Classification of irreducible representations via Casimirs

Physicists almost always label irreducible representations via Casimirs (e.g., characterizing the irreducible representations of $SO(3)$ by spin). I've been looking far and wide to see the general statement that justifies this labeling made precise, so that, in particular, I would have some idea of why this works and in what cases it won't work. I have already checked several books on representation theory (e.g. Fulton and Harris, Humphreys, Knapp), but have found nothing. Could someone point me in the right direction?

Thanks in advance.


Solution 1:

I am using Humphreys as my source.

I don't think that the Casimir element alone is sufficient. At least I don't see a reason why it should (at this time - I'm a bit rusty on this topic). The relevant concept in Humphreys is the action of the center $\frak{Z}$ of the universal enveloping algebra.
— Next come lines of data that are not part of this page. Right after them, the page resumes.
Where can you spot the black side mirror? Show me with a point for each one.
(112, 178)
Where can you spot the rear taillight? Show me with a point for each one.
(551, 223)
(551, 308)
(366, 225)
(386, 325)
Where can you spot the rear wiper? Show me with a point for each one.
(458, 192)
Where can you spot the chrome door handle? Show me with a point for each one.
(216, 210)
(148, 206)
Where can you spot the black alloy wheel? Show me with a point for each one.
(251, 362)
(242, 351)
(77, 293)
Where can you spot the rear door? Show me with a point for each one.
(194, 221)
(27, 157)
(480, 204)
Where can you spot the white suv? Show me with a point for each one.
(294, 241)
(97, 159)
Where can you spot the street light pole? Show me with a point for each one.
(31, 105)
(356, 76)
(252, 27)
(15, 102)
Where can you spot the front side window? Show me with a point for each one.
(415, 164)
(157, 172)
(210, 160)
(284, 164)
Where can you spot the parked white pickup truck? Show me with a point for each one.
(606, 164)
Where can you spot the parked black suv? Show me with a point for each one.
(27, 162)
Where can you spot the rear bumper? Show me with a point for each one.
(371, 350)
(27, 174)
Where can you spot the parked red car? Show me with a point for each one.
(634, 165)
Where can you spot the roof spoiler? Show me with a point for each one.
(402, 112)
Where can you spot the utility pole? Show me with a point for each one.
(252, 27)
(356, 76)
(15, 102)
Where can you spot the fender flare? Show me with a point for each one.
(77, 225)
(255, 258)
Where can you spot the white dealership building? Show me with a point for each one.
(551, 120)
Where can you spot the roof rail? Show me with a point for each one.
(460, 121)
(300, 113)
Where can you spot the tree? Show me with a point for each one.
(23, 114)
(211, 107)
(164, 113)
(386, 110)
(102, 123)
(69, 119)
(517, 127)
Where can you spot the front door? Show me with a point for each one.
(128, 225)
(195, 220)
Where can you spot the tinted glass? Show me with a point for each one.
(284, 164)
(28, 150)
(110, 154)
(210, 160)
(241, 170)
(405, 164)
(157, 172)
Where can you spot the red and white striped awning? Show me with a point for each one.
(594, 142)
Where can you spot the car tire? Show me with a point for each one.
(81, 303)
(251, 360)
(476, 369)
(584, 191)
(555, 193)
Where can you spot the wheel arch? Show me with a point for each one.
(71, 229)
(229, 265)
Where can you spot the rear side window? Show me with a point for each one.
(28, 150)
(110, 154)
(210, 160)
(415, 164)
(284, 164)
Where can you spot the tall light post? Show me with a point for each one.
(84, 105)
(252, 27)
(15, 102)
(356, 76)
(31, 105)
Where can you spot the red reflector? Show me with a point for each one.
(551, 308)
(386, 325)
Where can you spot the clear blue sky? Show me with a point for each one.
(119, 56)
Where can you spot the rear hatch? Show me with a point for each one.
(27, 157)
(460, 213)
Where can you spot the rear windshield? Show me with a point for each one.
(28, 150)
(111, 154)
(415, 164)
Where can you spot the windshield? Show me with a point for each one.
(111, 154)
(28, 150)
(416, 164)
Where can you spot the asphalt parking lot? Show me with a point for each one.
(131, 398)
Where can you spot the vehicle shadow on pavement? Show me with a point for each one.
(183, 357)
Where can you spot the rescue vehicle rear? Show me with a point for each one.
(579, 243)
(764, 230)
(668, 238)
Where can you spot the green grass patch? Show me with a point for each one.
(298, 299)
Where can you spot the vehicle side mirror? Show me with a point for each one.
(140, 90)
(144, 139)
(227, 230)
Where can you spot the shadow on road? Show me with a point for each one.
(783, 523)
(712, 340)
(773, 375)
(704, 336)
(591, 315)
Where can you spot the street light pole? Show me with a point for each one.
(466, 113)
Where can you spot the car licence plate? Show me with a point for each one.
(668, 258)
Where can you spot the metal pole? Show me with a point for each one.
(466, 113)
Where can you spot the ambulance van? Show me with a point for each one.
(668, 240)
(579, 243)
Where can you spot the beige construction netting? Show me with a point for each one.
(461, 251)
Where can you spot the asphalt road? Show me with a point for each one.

By Schur's lemma any element $c$ of $\frak{Z}$ acts as a scalar $f_V(c)$ on an irreducible representation $V$. Thus an irreducible module gives us a character $f_V:\frak{Z}\to \mathbb{C}$. The results there state that the characters related to standard cyclic modules of two highest weights are equal, if and only if the two weights are in the same orbit of the Weyl group under the so called dot-action (=the usual action conjugated with a translation by the sum of fundamental dominant weights). This is the essence of Harish-Chandra theorem. Note that within such orbits there is ever only a single dominant weight. Therefore if we restrict ourselves to finite dimensional representations (that are parametrized by the dominant highest weights), the character by which $\frak{Z}$ acts on the module is sufficient information to distinguish one irreducible representation from another.

We know that the universal Casimir element $c_L$ belongs $\frak{Z}$. If two characters of $\frak{Z}$ agree on $c_L$, then they necessarily agree on the subalgebra of $\frak{Z}$ generated by $c_L$. So the question is whether the restriction of the character to this subalgebra gives enough information to distinguish one finite dimensional rep from another. I don't think that it does in general. IIRC the number of independent generators that you need to get all of $\frak{Z}$ equals the rank of the root system. That suggests that the subalgebra generated by $c_L$ cannot be large enough unless that rank is equal to one. In other words, $c_L$ is enough in the case of $SO(3)$ and its universal cover $SU(2)$, but is not enough, if we have a rank $\ge2$ root system.

This is a bit vague, sorry about that. I do think that this is about what's happening.

Solution 2:

To point you in the right direction:

Try checking Casimir's thesis (1931) and, in particular, Chapter III.

(Don't worry about the beginning; the dissertation is in English!)